Ten times the bray of “Bye bye baby” stuns the waking day,

still as great ships glide by with silent lights

loud “Bye bye baby” rocks the sleepless nights.

He also collected folk songs, composing, performing and recording some of his own. Broadcasting, work and play, the cooperative principle, political economy, were subjects that fully engaged him one after the other until they were exhausted. Friends bandied about various theories to explain why he didn’t find a cause or a task or an office that would hold him and allow him to do the good for the whole society that he so evidently wanted to do. Perhaps he found everything too easy and was searching for something he wouldn’t be able to do.

Although at first fully engaged emotionally with his numerous girlfriends, he dropped them without ceremony when the affair was exhausted. Over the years, one after another had come to sit weeping in our kitchen and they seemed to get younger the older he grew. In 1974 he married Felicity Duncan, a leading literary agent. Since her father was a Member of Parliament, the ceremony took place in a chapel in Westminster. The marriage lasted six years. Subsequently living on his own, borrowing a good many thousand pounds from his mother for a flat, he was evidently searching out new people in his life, or so we thought.

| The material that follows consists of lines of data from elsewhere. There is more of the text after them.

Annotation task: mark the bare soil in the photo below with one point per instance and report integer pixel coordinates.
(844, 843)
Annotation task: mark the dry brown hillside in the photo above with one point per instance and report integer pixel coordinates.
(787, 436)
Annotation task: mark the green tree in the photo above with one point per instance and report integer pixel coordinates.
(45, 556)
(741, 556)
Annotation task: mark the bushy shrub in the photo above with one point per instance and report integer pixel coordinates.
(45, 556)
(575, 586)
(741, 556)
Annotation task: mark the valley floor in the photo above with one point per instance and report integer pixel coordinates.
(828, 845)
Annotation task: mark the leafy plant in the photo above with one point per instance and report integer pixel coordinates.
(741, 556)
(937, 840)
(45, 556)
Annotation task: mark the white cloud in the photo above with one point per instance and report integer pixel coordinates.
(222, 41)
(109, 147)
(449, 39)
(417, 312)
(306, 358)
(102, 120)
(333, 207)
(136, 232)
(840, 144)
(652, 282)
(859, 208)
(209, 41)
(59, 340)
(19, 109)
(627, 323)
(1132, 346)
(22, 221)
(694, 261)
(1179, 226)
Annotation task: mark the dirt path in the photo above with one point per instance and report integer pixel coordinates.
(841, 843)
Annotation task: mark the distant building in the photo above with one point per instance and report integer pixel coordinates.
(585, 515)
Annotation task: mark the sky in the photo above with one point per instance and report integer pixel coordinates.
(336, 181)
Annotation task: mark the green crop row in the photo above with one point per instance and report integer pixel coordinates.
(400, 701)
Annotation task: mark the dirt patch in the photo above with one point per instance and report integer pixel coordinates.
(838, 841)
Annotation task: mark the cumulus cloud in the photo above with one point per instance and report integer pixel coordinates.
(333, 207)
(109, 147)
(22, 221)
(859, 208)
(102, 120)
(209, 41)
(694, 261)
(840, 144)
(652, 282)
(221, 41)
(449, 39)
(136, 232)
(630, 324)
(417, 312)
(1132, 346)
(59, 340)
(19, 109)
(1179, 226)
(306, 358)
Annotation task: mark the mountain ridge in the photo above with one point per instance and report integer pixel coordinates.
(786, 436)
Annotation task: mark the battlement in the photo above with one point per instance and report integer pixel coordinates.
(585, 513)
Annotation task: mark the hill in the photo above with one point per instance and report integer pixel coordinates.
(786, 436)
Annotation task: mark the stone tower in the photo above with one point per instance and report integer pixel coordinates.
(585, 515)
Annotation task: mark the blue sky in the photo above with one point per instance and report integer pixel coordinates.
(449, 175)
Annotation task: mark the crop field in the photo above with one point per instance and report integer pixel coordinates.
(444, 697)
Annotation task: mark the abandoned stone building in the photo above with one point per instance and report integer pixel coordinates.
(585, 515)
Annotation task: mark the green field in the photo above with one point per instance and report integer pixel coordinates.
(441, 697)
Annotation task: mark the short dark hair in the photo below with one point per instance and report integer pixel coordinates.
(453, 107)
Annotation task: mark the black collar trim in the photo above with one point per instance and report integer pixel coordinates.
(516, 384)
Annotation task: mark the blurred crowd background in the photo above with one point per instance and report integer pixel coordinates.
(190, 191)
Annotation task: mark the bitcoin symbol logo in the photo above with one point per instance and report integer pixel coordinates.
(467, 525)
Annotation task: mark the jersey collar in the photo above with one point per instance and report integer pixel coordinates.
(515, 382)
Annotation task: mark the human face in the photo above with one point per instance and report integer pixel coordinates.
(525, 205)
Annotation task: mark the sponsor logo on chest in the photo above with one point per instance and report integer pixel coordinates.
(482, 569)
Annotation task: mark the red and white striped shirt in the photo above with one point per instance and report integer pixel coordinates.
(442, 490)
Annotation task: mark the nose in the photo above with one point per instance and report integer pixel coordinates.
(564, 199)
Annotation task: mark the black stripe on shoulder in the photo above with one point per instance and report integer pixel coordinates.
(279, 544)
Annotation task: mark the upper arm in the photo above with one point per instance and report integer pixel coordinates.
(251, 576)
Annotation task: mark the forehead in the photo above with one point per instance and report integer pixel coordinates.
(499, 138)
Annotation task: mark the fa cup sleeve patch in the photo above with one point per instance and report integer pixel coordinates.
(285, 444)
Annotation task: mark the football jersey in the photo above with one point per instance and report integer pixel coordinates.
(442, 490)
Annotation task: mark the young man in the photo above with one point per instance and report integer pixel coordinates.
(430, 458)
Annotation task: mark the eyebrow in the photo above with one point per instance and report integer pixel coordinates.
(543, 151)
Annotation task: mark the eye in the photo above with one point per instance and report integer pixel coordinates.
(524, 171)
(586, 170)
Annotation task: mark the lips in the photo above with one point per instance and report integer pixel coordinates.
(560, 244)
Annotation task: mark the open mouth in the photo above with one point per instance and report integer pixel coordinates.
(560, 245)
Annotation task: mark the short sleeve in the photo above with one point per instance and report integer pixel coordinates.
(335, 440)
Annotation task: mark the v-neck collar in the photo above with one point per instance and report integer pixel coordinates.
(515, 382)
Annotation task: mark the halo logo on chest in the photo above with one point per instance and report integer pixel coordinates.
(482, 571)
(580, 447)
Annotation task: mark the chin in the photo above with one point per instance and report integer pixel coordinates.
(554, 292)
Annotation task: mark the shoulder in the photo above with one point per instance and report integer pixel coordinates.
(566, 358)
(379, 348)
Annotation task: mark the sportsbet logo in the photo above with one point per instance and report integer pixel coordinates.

A breaking point for Clarissa and me was Alasdair’s sudden and total conversion to The Process. This was an offshoot of Scientology operated by a couple who called themselves Mr. and Mrs. de Grimston, quite likely a pseudonym. The purpose of The Process was obscure. What was clear, however, was that everyone associated with it was obliged to make their money over to the de Grimstons. Like many others, Clarissa’s brother, David Caccia, admired and trusted Alasdair. A relation had left him a substantial fortune that he was ready to give the de Grimstons on Alasdair’s say-so. I had it out with the de Grimstons. I could not help noticing that in one corner of their office was a pile of books promoting Nazism and Fascism. Then I had to tell Alasdair that the whole point of being an Oxford philosopher and fellow of All Souls was to promote reason, not rubbish. It was inexplicable. Eventually he apologized, David Caccia did not beggar himself but the damage had been done.

A few days into January 1984, I was walking towards the BBC when I spotted Alasdair coming out. Distress was visible on his face. For the past three years he had been researching and writing The Heart of the Dragon, a book about China from which a thirteen-part television series had been made. The book was now out and he’d just been interviewed about it on the BBC. He said it had been a fiasco, he couldn’t answer the questions, he’d dried up, he had to confess he didn’t read Mandarin Chinese but was restricted to secondary sources, he couldn’t be a serious historian. I tried to reassure him and said it didn’t matter anyhow, audiences wouldn’t remember if he’d performed well or badly.

A few days later, Felicity telephoned with the news that he had thrown himself under a train. He was 48. A psychiatrist who had had sessions with him said that usually people on the borderline of genius and madness kill themselves much younger, when they are around 20. We had been granted these extra years with Alasdair and should be grateful for that. Have nothing to do with genius, the psychiatrist summed up, it creates and it destroys.